After receiving the Walter Rodney’s CoI report, the government was silent for almost a week. Then the President himself broke the silence. He publicly repudiated the report, deeming it “flawed”. He opined that the commissioners acted on hearsay and incredible evidence and “gobbled up” huge sums of money. The President further threatened to “challenge” the report, but omitted to say how. His remarks are worthy of comment.

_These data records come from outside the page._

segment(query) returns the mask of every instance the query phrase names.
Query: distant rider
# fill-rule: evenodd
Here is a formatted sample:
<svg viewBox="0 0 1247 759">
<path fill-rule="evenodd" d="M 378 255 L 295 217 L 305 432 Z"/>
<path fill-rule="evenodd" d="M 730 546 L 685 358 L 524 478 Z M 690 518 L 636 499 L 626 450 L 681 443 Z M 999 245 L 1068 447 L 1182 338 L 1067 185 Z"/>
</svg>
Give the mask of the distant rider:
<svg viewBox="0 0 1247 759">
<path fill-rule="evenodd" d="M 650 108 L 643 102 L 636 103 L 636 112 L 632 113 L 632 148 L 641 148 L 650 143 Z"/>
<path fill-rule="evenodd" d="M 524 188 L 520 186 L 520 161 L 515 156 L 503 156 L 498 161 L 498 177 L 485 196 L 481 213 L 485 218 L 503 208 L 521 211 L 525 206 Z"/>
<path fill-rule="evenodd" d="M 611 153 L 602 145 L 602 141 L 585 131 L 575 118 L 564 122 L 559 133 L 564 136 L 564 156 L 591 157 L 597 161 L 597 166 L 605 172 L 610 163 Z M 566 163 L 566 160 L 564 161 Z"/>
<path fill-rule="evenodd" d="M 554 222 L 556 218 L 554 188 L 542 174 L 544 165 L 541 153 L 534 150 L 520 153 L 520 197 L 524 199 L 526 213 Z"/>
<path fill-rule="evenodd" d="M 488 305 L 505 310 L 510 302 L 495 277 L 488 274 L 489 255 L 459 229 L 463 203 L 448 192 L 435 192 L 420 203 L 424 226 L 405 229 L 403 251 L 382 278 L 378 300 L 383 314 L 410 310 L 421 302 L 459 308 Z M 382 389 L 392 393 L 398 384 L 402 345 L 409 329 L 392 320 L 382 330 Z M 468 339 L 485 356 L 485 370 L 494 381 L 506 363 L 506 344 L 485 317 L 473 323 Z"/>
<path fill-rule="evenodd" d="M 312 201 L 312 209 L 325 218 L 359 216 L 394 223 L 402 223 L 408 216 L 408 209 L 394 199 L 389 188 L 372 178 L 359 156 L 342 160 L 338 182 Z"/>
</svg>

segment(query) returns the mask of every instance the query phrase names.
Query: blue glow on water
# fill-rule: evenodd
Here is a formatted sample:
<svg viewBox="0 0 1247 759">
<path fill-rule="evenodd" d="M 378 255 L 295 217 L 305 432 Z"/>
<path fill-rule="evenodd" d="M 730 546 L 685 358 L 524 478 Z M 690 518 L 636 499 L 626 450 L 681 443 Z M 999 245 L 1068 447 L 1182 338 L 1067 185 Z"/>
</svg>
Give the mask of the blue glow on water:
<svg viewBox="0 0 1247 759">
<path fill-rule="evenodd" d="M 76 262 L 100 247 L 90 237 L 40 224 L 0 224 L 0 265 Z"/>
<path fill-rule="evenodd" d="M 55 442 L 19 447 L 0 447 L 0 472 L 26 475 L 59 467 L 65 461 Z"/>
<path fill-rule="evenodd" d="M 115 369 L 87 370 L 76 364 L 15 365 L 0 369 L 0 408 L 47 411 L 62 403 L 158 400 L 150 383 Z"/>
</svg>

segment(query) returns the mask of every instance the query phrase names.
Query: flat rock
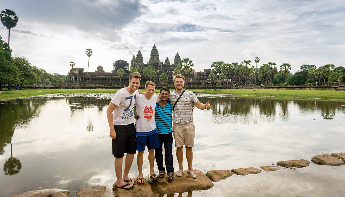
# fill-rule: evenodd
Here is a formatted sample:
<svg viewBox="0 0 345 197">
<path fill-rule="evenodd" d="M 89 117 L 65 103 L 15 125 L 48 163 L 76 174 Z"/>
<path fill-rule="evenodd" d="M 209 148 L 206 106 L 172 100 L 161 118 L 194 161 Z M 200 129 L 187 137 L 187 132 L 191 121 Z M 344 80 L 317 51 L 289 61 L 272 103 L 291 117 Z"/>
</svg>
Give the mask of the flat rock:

This Inquiry was commissioned by President Donald Ramotor under the Commissions of Inquiry Act Cap. 19:03. Section 3 of this Act provides that any commission established under the Act may be revoked by the President by a notification to that effect published in the Gazette. Section 4 states: “No commission issued under this Act shall lapse by reason of, or be otherwise affected by the death, absence, or removal of the President issuing the same”. When President Granger assumed office, he did not revoke this commission appointed by his predecessor. Therefore, by operation of Section 4, it became his commission. President Granger therefore will go down in history as perhaps the only President who has repudiated the findings of his own commission of inquiry. In terms of the money spent on this inquiry, Section 15 of the Commissions of Inquiry Cap vests in the President the power to direct what remuneration should be paid to the commissioners, the secretary, and … “any other expenses attendant upon the carrying out of any such commission … such sums so directed shall be paid by the money provided by Parliament.” Every cent spent by the PPP/C government towards this commission was done with the support of an APNU and AFC controlled National Assembly which rejected important Bills and cut national budgets.

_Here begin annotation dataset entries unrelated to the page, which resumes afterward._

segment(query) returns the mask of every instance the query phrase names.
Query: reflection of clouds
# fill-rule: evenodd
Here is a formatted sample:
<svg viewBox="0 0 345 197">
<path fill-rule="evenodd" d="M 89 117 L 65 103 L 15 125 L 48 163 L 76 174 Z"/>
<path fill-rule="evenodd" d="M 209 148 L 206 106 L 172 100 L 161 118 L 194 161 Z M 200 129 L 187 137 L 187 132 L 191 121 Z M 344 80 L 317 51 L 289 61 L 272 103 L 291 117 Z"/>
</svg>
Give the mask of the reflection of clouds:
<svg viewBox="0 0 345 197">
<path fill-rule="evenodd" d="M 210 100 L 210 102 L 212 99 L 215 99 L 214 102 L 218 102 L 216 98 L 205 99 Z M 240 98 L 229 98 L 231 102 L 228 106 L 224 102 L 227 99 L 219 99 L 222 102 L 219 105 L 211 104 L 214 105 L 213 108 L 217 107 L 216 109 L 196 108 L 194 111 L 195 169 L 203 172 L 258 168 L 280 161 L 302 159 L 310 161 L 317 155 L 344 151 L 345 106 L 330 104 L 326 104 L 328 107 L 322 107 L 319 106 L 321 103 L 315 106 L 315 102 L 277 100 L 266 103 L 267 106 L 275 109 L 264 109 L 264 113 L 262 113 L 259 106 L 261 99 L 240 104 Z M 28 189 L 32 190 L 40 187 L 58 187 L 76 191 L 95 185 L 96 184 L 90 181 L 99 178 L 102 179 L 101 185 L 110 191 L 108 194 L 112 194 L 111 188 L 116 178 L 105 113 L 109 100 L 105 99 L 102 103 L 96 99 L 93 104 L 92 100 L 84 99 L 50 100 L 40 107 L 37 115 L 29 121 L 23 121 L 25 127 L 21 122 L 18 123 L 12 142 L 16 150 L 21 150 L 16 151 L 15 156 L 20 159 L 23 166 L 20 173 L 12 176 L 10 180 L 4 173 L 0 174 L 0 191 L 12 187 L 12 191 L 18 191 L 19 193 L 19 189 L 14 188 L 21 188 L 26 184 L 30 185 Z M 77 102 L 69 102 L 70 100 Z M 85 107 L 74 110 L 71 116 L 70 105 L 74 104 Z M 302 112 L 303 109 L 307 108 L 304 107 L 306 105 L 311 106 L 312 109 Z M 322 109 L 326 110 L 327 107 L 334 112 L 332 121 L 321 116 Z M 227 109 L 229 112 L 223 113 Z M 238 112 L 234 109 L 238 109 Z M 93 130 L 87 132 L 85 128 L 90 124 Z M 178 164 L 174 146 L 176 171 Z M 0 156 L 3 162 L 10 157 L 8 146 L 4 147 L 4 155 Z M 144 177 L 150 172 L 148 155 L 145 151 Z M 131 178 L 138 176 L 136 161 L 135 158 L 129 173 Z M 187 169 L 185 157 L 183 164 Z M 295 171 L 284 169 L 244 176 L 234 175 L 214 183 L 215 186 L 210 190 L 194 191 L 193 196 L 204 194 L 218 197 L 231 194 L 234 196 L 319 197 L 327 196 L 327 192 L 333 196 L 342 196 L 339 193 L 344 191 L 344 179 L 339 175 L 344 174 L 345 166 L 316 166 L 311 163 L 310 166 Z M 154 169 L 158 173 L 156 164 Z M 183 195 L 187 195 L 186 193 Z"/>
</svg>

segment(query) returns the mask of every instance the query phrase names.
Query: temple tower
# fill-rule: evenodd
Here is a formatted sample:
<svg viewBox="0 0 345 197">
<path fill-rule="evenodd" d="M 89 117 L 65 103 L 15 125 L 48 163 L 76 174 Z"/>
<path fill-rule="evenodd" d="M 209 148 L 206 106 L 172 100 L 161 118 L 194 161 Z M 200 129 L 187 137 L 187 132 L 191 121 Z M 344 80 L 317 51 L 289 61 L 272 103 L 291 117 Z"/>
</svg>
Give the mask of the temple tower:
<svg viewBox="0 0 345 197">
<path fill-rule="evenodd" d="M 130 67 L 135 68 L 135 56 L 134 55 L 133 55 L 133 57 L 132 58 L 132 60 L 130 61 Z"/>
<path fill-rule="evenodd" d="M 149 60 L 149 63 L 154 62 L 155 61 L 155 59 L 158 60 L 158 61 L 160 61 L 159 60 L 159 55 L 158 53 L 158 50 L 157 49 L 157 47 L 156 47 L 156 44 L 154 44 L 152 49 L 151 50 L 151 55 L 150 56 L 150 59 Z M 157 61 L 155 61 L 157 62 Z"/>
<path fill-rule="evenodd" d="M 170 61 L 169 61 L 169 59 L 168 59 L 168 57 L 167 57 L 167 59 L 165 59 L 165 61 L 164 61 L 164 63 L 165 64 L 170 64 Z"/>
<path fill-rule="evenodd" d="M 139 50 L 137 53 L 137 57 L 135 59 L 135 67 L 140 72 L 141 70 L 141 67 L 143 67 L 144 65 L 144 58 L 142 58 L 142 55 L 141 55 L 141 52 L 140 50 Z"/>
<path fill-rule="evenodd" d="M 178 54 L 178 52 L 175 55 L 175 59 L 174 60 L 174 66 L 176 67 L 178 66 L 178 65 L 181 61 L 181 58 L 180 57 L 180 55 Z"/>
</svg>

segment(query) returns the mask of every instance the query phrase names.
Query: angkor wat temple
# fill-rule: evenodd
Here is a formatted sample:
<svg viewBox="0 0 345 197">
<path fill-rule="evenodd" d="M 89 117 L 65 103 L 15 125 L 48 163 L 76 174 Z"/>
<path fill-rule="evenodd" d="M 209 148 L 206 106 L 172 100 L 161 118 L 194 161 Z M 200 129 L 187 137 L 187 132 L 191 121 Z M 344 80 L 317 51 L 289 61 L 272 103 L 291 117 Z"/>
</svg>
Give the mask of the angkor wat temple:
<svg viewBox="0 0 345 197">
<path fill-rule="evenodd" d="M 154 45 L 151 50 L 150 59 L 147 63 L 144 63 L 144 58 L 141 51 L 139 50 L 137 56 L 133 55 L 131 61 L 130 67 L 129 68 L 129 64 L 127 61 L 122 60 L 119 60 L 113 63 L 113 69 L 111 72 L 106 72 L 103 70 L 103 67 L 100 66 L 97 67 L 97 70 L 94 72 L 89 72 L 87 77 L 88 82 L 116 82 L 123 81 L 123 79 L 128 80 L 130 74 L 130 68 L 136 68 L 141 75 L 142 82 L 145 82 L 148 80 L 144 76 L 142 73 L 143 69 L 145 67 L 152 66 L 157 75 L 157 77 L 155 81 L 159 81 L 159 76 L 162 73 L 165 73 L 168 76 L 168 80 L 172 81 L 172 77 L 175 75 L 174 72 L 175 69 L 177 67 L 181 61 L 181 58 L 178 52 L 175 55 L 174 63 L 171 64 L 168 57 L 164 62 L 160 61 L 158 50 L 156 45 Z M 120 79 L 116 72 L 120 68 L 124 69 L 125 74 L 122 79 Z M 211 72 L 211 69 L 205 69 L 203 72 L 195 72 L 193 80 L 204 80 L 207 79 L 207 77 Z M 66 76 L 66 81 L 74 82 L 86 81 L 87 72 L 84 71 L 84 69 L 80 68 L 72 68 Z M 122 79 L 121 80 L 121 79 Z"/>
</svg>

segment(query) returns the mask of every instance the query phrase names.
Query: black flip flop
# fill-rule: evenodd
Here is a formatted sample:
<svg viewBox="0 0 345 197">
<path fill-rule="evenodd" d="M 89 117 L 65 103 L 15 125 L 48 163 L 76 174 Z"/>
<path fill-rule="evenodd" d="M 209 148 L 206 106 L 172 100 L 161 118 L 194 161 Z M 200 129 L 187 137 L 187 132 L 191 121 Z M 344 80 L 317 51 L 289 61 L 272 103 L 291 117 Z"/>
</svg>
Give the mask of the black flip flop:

Regarding the evidence, it is trite law that the rules of evidence applicable to a court of law in litigation do not apply to commissions of inquiry. This is a universal principle. Inquiries of this type are inquisitorial and not adversarial. In other words, they are fact-finding missions. A Canadian judge expressed the principles thus:

“… A Royal Commission is not for the purpose of trying a case or a charge against any one, any person or any institution – but for the purpose of informing the people concerning the facts of the matter to be inquired into. Information should be sought in every quarter available…

“Everyone able to bring relevant facts before the Commission should be encouraged, should be urged, to do so.

“Nor are the strict rules of evidence to be enforced; much that could not be admitted on a trial in Court may be the utmost assistance to the Commission …”(1934 O.W.N.418 per Justice Riddell.).

Therefore, hearsay evidence and that which is inadmissible in a court would be received at an inquiry. It is quite striking that President Granger would choose to speak about the evidence when it must have been his decision to truncate the inquiry and thereby deny it the opportunity of hearing from witnesses who may have had vital information. Indeed, since it was his inquiry, President Granger had the glorious opportunity of ensuring that every witness who he believes should have testified be made available to do so. Unfortunately, he chose to shut down the inquiry instead.

The President cannot approbate and reprobate on this matter.

However, in the end, it appears that few in government are the only persons on planet earth who seem to be shocked by the findings of this commission. To the intelligent mind apprised of the reality of those times, that Forbes Burnham masterminded a plot to kill Walter Rodney was always a foregone conclusion.